The Problem of Time Interpretation.
Rittenhouse claimed self-defense because in the instant in which he was confronted for carrying an assault rifle through the streets during a protest, he felt threatened. I agreed with the parents of one of the slain men. “It sends the unacceptable message that armed civilians can show up in any town, incite violence, and then use the danger they have created to justify shooting people in the street.” (Statement of Karen Bloom and John Huber, parents of Anthony Huber.)
Many jurisdictions have now changed their laws regarding how one asserts self-defense, and we should each take time to review the laws in our jurisdictions about how it works. We should educate ourselves and our children regarding whether there is a duty to retreat or if the laws permit one to to use force offensively, when you sense threat.
When it comes to values in justice, this idea of time has always had broader implications in the black community.
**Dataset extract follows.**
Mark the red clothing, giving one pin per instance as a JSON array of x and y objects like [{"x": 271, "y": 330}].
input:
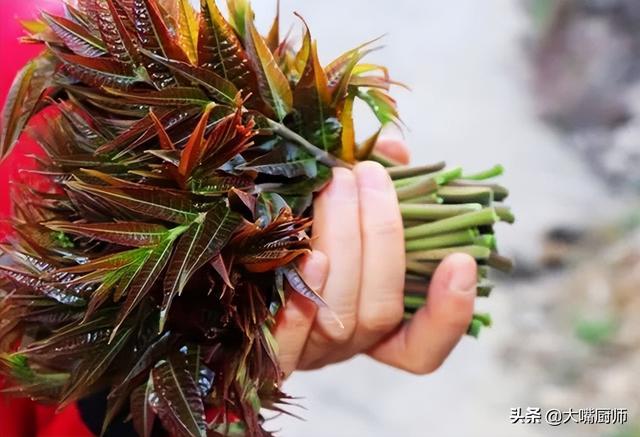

That’s why it is so unnerving to hear the castigation of black people for everything—from the condition of the streets in our neighborhoods, to the condition of our homes, poverty rates, family structures, educational attainment, and crime statistics. Zoom out, and one may take in the backstory, the set-up, that includes preceding decisions by more powerful groups, failed government policies, and discriminatory systems that detrimentally impaired the current condition. Problem is, justice most often fails when conflict is reduced to a single pinpoint in time. Anyone knows the freeze-frame is suspect.
I’m so glad God, the Righteous Judge, sees all.
The Problem of Prioritizing Property over People.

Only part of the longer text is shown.